Coluna

Estrelas e insetos – por Bianca Zasso

Adolescentes que caem na estrada não são novidade. O clássico livro de Jack Keuroac, On the road, já mostrava que a estrada pode ser um lar aconchegante para a juventude. No cinema, uma dupla nem tão jovem assim, mas ainda respirando rebeldia, formada por Peter Fonda e Dennis Hopper, fizeram o sucesso de Easy Rider. O ano de 2016 convidou o público a embarcar pelo asfalto americano Docinho da América, da cineasta Andrea Arnold, dona de um Oscar de melhor curta-metragem. Inglesa, Arnold filma as paisagens americanas com uma câmera trêmula, responsável por uma grande parte da empatia que o filme causa.

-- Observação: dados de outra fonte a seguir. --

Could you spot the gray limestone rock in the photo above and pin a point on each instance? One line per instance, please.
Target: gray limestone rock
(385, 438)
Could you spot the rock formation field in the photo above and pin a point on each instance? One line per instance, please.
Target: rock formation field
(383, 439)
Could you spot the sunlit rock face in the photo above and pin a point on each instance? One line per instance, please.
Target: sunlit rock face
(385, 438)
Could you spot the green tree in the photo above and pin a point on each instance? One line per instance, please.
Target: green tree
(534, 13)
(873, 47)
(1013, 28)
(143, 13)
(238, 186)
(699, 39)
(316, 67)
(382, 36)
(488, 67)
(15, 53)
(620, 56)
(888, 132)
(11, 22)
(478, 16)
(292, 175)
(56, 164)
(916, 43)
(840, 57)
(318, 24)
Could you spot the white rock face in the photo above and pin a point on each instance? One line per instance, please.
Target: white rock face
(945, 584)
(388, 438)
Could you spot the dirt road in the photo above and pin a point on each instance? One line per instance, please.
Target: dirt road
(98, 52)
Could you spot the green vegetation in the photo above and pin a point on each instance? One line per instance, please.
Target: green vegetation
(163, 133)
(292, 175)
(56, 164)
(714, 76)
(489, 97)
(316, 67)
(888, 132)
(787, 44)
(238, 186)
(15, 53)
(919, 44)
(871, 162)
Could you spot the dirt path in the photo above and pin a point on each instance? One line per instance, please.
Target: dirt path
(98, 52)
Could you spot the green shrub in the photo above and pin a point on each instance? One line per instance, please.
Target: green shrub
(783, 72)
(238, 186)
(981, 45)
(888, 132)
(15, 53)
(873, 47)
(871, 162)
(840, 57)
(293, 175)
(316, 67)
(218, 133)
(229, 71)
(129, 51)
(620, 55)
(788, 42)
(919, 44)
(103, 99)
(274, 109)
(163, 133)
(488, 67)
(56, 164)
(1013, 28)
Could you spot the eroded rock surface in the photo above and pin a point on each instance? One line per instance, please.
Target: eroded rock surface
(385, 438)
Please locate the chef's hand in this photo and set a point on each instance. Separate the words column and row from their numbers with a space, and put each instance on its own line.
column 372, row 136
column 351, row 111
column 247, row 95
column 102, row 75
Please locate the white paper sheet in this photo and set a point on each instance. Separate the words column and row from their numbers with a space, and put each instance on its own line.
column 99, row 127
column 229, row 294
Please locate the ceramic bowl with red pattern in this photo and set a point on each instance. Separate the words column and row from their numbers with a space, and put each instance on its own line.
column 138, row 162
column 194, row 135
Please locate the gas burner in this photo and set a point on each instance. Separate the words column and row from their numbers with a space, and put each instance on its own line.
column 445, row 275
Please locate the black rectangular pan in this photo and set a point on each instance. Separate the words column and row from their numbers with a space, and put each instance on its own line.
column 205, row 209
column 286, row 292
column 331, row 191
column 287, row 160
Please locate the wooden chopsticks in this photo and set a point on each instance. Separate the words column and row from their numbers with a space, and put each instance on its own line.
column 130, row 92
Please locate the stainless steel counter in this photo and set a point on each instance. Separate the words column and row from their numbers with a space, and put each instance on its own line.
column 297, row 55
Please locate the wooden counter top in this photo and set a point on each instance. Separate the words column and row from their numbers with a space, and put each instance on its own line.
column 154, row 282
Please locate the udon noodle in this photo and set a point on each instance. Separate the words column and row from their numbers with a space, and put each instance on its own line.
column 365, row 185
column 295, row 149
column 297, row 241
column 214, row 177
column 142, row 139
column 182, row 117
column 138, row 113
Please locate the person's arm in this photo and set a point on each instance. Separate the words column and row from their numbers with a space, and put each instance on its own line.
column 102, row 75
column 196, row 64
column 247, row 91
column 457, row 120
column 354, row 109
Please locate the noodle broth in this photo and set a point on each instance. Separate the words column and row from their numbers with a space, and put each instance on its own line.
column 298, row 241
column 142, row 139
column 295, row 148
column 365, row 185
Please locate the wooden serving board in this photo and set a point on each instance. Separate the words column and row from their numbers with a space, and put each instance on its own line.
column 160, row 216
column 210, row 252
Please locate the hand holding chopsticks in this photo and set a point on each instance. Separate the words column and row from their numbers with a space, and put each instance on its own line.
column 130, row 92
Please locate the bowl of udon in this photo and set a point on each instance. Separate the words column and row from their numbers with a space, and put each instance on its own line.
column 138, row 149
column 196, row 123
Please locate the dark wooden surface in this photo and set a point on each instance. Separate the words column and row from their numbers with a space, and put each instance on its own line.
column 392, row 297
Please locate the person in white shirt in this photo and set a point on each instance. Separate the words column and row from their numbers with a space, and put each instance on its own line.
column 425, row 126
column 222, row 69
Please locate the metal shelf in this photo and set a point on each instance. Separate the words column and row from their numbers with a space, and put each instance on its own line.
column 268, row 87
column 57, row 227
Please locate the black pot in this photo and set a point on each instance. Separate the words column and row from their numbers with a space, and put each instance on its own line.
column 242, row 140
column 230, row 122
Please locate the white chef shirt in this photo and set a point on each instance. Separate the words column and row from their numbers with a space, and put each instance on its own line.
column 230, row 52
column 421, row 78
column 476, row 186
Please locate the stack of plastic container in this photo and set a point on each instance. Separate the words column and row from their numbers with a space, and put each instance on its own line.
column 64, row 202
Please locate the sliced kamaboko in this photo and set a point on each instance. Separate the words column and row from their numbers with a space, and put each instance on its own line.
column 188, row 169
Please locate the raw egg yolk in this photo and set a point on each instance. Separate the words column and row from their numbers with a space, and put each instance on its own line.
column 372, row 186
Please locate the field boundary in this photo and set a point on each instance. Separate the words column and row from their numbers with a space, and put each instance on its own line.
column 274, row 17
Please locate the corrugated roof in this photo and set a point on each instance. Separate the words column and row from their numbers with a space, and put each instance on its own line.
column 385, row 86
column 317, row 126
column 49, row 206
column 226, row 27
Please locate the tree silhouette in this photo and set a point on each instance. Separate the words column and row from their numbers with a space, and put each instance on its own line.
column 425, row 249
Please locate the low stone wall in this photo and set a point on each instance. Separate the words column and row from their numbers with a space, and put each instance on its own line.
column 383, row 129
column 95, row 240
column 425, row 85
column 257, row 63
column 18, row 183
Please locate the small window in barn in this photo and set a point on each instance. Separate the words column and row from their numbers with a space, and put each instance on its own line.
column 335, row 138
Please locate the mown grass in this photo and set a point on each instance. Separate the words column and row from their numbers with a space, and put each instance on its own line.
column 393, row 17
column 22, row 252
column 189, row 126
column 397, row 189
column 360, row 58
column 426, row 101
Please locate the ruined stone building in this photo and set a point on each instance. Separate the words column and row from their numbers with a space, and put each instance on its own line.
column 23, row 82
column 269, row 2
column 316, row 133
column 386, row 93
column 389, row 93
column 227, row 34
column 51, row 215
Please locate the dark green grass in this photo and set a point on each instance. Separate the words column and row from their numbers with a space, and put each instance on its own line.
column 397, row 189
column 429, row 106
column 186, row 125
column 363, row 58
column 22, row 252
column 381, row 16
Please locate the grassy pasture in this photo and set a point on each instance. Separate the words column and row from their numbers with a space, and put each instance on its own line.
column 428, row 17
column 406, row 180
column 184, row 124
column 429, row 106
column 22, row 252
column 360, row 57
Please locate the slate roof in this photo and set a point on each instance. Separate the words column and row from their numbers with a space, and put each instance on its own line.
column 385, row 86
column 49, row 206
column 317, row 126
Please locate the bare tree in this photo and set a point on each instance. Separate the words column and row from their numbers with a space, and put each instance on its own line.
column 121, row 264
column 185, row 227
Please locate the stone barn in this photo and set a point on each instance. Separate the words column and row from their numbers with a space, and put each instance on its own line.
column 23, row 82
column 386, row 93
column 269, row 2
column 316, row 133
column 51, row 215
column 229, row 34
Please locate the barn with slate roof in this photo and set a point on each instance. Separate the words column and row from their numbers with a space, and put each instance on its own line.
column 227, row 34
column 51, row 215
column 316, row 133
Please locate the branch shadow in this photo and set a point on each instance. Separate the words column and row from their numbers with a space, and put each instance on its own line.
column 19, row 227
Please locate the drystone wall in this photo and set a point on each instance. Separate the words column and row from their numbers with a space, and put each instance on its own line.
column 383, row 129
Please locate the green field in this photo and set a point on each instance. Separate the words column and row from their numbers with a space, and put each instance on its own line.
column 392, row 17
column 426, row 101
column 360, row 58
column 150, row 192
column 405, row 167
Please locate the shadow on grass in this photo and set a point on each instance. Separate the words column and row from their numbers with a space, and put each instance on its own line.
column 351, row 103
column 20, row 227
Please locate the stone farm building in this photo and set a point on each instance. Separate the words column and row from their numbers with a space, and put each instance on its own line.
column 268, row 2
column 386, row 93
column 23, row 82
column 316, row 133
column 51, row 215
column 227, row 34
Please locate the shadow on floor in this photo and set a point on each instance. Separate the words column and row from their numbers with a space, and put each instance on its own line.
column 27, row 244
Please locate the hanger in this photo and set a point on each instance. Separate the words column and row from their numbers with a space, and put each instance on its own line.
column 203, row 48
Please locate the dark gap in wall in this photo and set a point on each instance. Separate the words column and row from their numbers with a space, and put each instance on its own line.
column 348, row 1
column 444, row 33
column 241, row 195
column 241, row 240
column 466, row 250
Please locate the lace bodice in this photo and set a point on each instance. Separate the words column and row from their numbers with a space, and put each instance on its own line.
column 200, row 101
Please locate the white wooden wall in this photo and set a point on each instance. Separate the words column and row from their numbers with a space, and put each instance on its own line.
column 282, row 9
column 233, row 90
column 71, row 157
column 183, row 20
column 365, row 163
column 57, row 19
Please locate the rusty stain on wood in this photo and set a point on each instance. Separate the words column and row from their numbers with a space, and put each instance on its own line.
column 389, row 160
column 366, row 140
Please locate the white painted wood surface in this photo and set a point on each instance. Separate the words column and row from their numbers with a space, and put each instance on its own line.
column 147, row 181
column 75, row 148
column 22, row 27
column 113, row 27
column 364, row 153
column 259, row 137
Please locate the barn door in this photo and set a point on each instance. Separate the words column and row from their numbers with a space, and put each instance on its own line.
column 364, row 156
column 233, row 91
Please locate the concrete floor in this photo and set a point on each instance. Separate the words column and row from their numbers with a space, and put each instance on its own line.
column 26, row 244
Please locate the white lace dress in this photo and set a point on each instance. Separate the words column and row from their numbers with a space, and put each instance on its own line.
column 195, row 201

Acompanhamos de muito perto a trajetória de Star, uma garota de 18 anos que larga o namorado abusador e folgado e dois primos que ela cuida como filhos para correr atrás de seus sonhos. No entanto, logo percebemos que estes sonhos não são bem definidos e a fuga é mais um grito de liberdade do que uma jornada com objetivos claros. Sua nova rotina é ao lado de um grupo de garotos e garotas de várias partes dos Estados Unidos que são comandados por Kristal e orientados por Jake num negócio, no mínimo, inusitado: vender assinaturas de revistas.

O empreendimento não soa estranho por acaso. Este pano de fundo distante da realidade serve para manter o espectador com a atenção em Star e seus olhares. Quando não estamos ao seu lado, vendo as nuances de sua pele e o nervoso de suas mãos, dividimos com ela a visão com ares de romance da natureza que a cerca. O céu, as crianças brincando na frente das casas, o chão e insetos, muitos insetos. Eles pontuam momentos marcantes do longa e variam de aranhas a borboletas.

O docinho presente no título brasileiro pode soar pejorativo, mas tem uma finalidade: Star tem doçura, apesar de ser dura na queda. Já na cena de abertura, quando ela procura junto das crianças por alguma comida num container de lixo, ela mostra a que veio. A vida é difícil, mas seu olhar para os dois pequenos tem ares maternais inabaláveis.

E há amor em Docinho da América. Verdadeiro, cru e sem grandes rodeios. Jake, uma das atuações mais sinceras da nova fase da carreira de Shia LaBeouf, é algo como o príncipe encantado. O termo é velho e machista, mas se encaixa na situação se levarmos em conta que ele surge quase como num passe de mágica na vida de Star e, após uma troca de olhares num supermercado, está formado o casal que, ao longo das quase 3 horas de duração do filme, vai mostrando uma cumplicidade tocante.

Se o antigo rei dos blockbuster está se saindo um ótimo ator, o que dizer da novata Sasha Lane como protagonista? Sua atuação é tão realista que, aliada à câmera na mão com a qual é filmada, Docinho da América parece um documentário. A venda de assinatura de revistas é a âncora que nos traz de volta a ficção.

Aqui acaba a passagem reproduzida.